Forward and backward states

Bidirectional Recurrent Neural Networks

Bidirectional RNNs

LM conditions only on the past, so a left-to-right RNN is fine. But many tasks need both sides:

  • I am ___. → “happy”
  • I am ___ hungry. → “very” / “not”
  • I am ___ hungry, and I can eat half a pig. → “very” only

Right-context flips the answer. Bidirectional RNNs (Schuster & Paliwal, 1997) run two RNNs — one forward, one backward — and concatenate their hidden states at each step.

The architecture

Forward + backward, hidden states concatenated.
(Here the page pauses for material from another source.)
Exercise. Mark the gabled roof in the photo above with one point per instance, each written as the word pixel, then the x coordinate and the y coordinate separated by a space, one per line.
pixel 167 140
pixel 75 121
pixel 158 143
Use case: encoding tasks (POS tagging, NER, BERT-style pretraining). Not an LM — you’d be peeking at the target.

Setup

from d2l import jax as d2l
from jax import numpy as jnp

Two RNNs with separate parameters; each step has both a forward and a backward hidden state:

\overrightarrow{\mathbf{H}}_t = \phi(\mathbf{X}_t \mathbf{W}_{xh}^{(f)} + \overrightarrow{\mathbf{H}}_{t-1} \mathbf{W}_{hh}^{(f)} + \mathbf{b}_h^{(f)}), \overleftarrow{\mathbf{H}}_t = \phi(\mathbf{X}_t \mathbf{W}_{xh}^{(b)} + \overleftarrow{\mathbf{H}}_{t+1} \mathbf{W}_{hh}^{(b)} + \mathbf{b}_h^{(b)}).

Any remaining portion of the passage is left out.